Multiple Litmus Edge instances: The Web UI lets you register and switch between multiple Litmus Edge devices from a single MCP server. Each instance keeps its own URL and OAuth2 credentials; the active instance's credentials are mirrored into EDGE_URL / EDGE_API_CLIENT_ID / EDGE_API_CLIENT_SECRET automatically. Manage instances under Config → Litmus Edge Instances, or check status per-instance from the Health page.
Live Litmus documentation as MCP Resources: The server exposes litmus://docs/<section> URIs that fetch live content from docs.litmus.io on demand, so MCP-aware clients can pull current reference material directly into the model's context.

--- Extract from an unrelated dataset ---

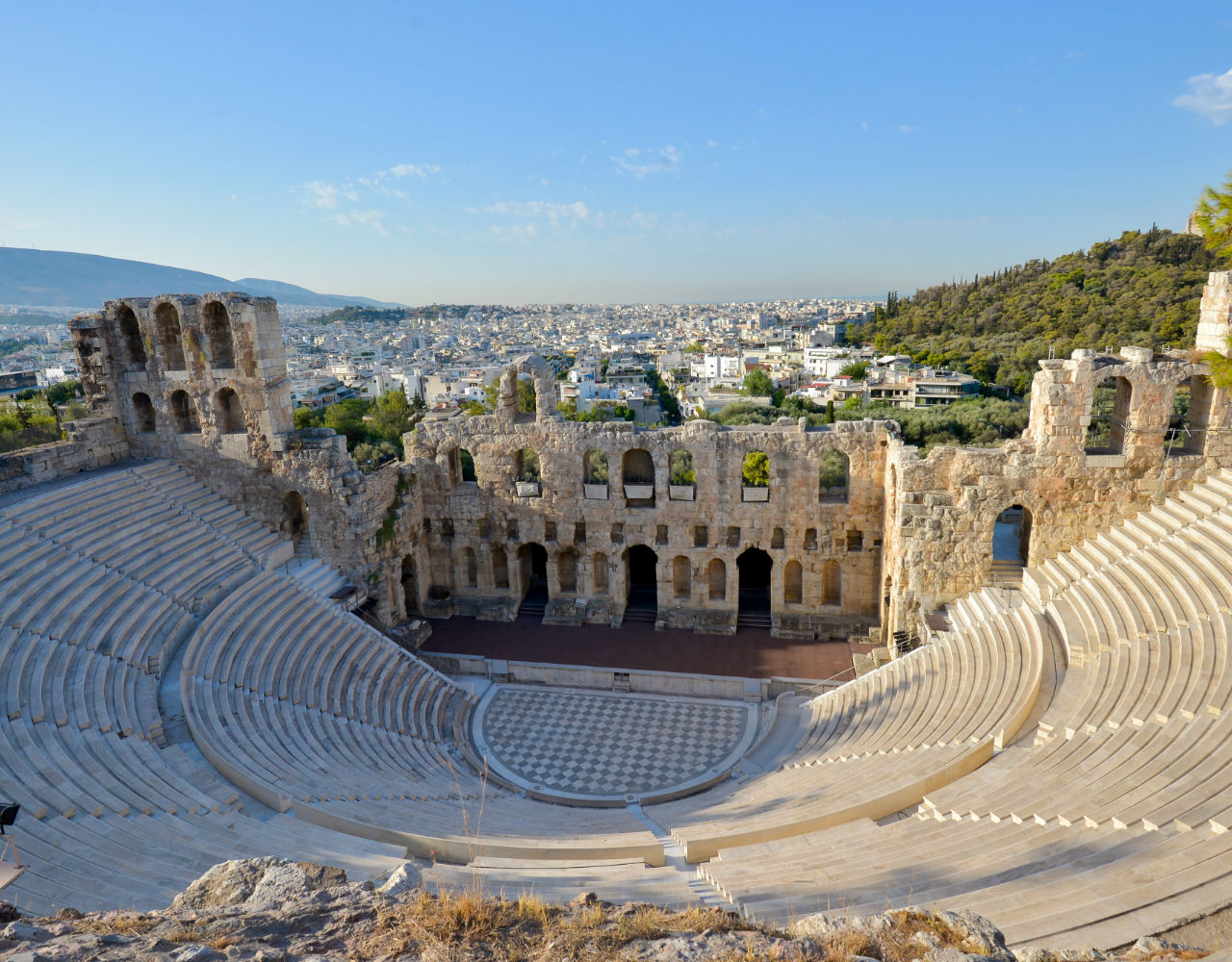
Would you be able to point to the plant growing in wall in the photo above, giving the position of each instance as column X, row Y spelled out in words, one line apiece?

If you deploy the MCP server and web client on separate hosts, set MCP_SSE_URL to point the web client at the server:
-e MCP_SSE_URL=http://<mcp-server-host>:8000/sse
Persistent Configuration
By default, configuration saved through the Web UI (API keys, Litmus Edge instances, model preferences, connection settings) is written to .env inside the container and is lost when the container is removed.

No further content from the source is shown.